Death 'n' yucks, hallucinogens 'n' stiff upper lips

Six gags in 'Death at a Funeral' live up to director Frank Oz's reputation for farce

By MATT ZOLLER SEITZ  /  NY Times News Service , New York

Fri, Sep 07, 2007 - Page 16

There's no dearth of rude humor on screens right now, but Death at a Funeral stands apart because its characters - mostly reserved upper-middle-class British folk who have gathered to bury a patriarch - are determined to keep a stiff upper lip no matter what. That's no small feat when one of the mourners has ingested a psychedelic drug and another is secretly holding a would-be blackmailer hostage in a room mere meters from where the body lies in state.

Death is the latest feature from the Muppeteer-turned-farceur Frank Oz. Although his directorial track record is spotty (he made the near-classics Dirty Rotten Scoundrels and Bowfinger, as well as the tedious remake of The Stepford Wives), he has a knack for peppering safe commercial projects with ecstatically deranged situations.

There's nothing in Death that tops the craziest sight gag in Bowfinger: a dog in pumps ambling through a parking garage.

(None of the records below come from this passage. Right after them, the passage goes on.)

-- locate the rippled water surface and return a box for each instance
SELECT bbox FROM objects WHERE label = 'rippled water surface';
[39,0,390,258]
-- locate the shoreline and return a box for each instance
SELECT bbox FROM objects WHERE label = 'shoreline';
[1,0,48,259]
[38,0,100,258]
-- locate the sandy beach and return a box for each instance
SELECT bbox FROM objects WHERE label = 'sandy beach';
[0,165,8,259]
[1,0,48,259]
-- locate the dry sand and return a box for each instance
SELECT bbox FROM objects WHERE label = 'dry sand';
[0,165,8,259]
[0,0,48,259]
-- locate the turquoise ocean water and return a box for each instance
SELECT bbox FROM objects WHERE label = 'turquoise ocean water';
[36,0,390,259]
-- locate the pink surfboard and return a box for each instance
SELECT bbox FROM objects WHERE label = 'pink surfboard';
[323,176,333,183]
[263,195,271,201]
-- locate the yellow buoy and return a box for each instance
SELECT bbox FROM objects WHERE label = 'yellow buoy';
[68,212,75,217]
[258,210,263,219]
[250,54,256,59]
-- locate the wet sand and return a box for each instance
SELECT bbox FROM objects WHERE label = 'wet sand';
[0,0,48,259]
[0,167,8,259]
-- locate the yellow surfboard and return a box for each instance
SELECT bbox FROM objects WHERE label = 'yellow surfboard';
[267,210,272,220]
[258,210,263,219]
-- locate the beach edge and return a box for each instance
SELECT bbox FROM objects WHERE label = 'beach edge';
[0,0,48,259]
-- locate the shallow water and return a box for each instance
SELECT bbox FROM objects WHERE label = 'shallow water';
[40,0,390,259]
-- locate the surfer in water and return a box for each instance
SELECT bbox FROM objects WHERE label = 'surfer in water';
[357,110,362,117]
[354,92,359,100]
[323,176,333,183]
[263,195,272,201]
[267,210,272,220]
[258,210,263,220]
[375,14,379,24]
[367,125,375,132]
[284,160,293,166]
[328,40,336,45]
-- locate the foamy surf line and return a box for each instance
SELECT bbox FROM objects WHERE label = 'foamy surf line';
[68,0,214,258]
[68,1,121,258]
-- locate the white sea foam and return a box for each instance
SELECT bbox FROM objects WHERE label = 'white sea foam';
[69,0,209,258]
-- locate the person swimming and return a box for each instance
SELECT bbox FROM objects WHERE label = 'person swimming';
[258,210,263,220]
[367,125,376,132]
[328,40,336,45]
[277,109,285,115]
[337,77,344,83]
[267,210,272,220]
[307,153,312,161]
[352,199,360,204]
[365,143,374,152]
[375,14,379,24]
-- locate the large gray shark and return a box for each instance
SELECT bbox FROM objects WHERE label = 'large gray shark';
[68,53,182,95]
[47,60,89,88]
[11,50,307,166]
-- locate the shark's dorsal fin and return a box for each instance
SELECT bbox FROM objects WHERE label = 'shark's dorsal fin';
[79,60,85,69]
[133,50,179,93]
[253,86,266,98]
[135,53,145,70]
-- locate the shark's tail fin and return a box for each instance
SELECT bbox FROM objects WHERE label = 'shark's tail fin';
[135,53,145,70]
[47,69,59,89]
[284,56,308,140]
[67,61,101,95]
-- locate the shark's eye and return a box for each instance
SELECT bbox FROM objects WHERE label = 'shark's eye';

But Dean Craig's screenplay offers at least six moments that come close, and it's hard to describe them without ruining their impact. Suffice it to say Oz stages them with such wicked glee that they eclipse the movie's problematic aspects (more about those in a moment) and its reflexive, mostly regrettable attempts to add "heart," an organ that should be banned from farce unless the director intends to jam a steak knife through it.

Heart is represented by the movie's hero, Daniel (Matthew Macfadyen of Pride and Prejudice), a super-responsible sad sack who arranged his father's funeral. Daniel is a would-be writer who has promised his wife (Keeley Hawes) that they'll move out of mom's house one day. He's terrified of delivering a eulogy in the presence of his brother, Robert (Rupert Graves), a pampered hotshot novelist who has flown in first class from New York yet pleads poverty when asked to cover his half of the funeral expenses. Daniel must also juggle the emotional demands of myopic, squabbling guests and the anxiety of an overscheduled reverend (Thomas Wheatley) whose timetable is thrown out of whack when the deceased's body - well, I won't spoil that gag, because it's one of the six.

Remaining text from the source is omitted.